Growing up in Mexico, Vancouver chef Hector Laguna spent time in Veracruz and Hidalgo, going back and forth between oceanside and farmland.

He could pick wild mangoes, oranges and bananas to snack on, and at his familyB次元官网网址檚 ranch, his father grew everything from corn to coffee beans, and raised chicken and pigs. His parents taught him how to make cheese from the milk of their own cows and how to cook traditional barbacoa lamb in a fire pit covered in agave leaves. He didnB次元官网网址檛 know it at the time, but those early years living off the land laid the foundation for an extraordinary career in culinary arts.

The executive chef of Botanist at Fairmont Pacific Rim, Hector launched the restaurant when it opened six years ago. Under his leadership, Botanist has been named one of CanadaB次元官网网址檚 50 Best Restaurants, listed on the WorldB次元官网网址檚 50 Best Discovery list, and ranked a CAA/AAA Four Diamond restaurant. Most recently, the dining spot earned the coveted distinction of being included as a B次元官网网址渞ecommendedB次元官网网址 restaurant by Michelin in its inaugural Vancouver guide.

HectorB次元官网网址檚 passion for his work in a professional kitchen goes back to his roots.

B次元官网网址淣inety per cent of the food we ate back home we grew or raised ourselves,B次元官网网址 Hector says. B次元官网网址淲e made everything. I would help my mom make spices for the mole. We were seven kids, and all of us pitched in to grind the corn to make tortillas before we went to school. We had chores on the farm and in the kitchen, and it was the same idea after school.

B次元官网网址淲e cooked together, and the whole family always ate dinner together,B次元官网网址 he says. B次元官网网址淲e all sat around the table, just talking; we shared everything. I realized that food is a lot more than just food. It brings everybody together.

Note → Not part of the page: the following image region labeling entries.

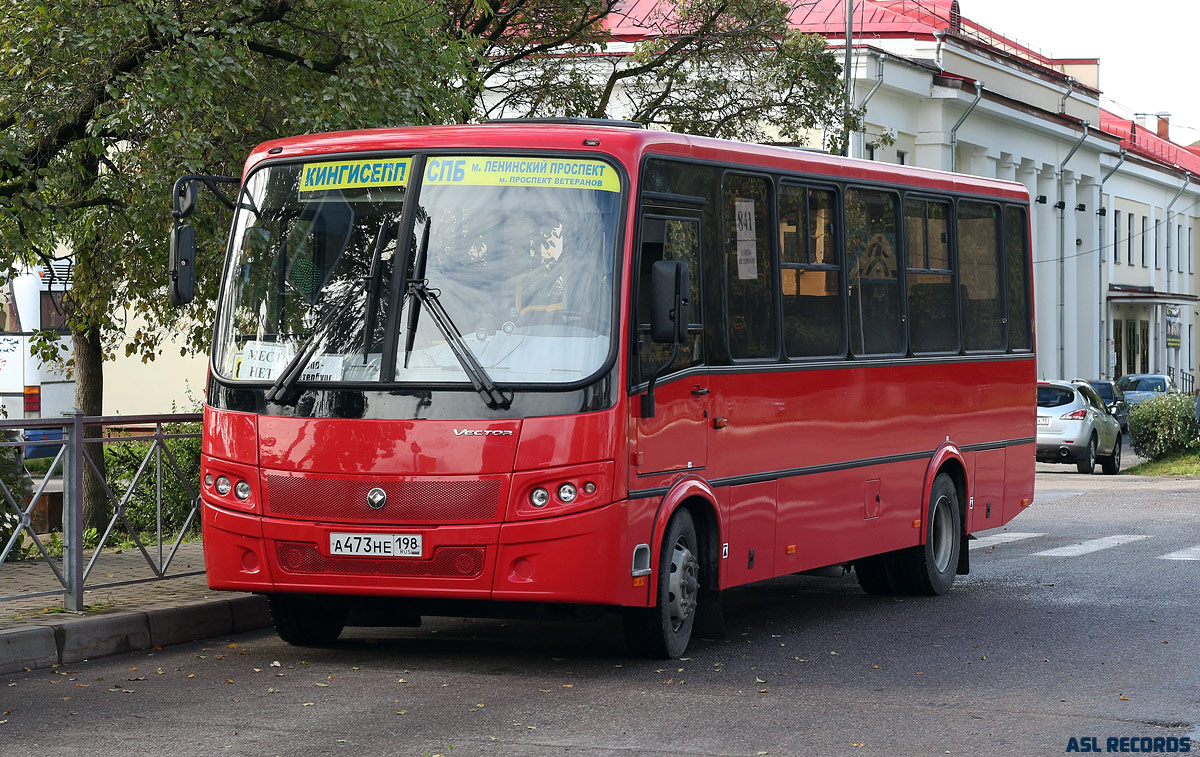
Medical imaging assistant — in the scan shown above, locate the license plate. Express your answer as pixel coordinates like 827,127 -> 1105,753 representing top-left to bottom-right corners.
329,534 -> 421,557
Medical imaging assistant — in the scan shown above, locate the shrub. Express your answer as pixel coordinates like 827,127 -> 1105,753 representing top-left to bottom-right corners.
1129,392 -> 1200,459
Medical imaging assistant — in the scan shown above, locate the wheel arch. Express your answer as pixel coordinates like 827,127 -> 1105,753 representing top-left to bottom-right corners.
650,479 -> 721,590
920,441 -> 971,543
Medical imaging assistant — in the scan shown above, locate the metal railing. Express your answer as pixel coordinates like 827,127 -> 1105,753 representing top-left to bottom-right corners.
0,410 -> 203,611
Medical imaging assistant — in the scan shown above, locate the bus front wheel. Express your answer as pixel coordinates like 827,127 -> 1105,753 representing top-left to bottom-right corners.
266,594 -> 349,647
624,510 -> 700,659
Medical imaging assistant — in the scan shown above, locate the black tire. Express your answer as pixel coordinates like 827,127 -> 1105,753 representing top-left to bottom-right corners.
854,553 -> 896,594
892,473 -> 962,595
624,509 -> 702,660
1100,434 -> 1121,476
266,594 -> 349,647
1075,435 -> 1096,474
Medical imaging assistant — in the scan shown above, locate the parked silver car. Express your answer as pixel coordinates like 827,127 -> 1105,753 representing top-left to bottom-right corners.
1037,381 -> 1121,475
1117,373 -> 1175,410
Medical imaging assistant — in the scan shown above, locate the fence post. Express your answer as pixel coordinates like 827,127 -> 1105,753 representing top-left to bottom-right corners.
62,408 -> 84,612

ItB次元官网网址檚 the same thing when you do it for a living: itB次元官网网址檚 a lot more than just cooking. It makes peopleB次元官网网址檚 evening.B次元官网网址

HectorB次元官网网址檚 path to helming one of the most respected restaurants in Canada was a circuitous one. In high school, he wanted to become a veterinarian. With most training being available in English, he moved to San Francisco to improve his second language. To support himself, he took a friend up on an offer to help out in a Vietnamese restaurant. He loved every aspect of it, working his way up from washing dishes to making salads to eventually running the kitchen. He stayed for five years.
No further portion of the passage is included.